Double angle pose
- Stand with the feet shoulder width apart.
- Interlock the fingers of both hands behind the body with the arms straight.
- Arch the back slightly, pushing the buttocks behind a little.
- Bend forward from the hips until the back is horizontal and forms a right angle with the legs.
- Raise the arms behind the back as high as comfortable.
- Hold for up to 5 seconds then lower the arms to the back and slowly return to the upright position.
- Release the hands, rest the arms beside the body and consciously relax.
- Practice up to 10 rounds.
Breathing
- Inhale interlock the hands behind the body.
- Exhale while bending forward.
- Inhale while raising the arms.
- Exhale while lowering the arms.
- Inhale while raising the torso.
- Exhale while releasing the arms to beside the body.
Awareness
- On the stretch in the arms, shoulders and upper back.
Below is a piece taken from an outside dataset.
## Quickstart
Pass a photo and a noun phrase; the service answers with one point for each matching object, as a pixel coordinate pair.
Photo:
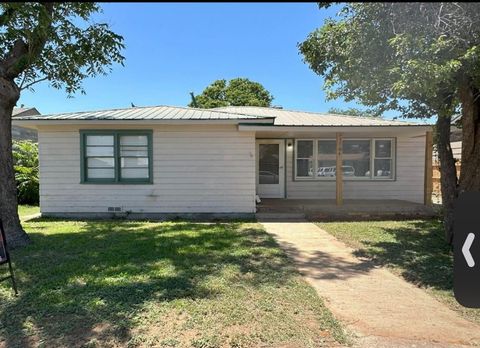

- Keeping the back straight and parallel to the floor.
- Synchronizing the movement with the breath.
- Anahata chakra.
Contraindications
- Sciatica.
Benefits
- Strengthens the back and shoulder muscles.
- Opens and stretches the chest.
- Improves posture.
Practice note
- The arms act as a lever and accentuate the stretch in the shoulders and the chest.
Progression
- Release the body all the way forward and extend the arms towards the floor.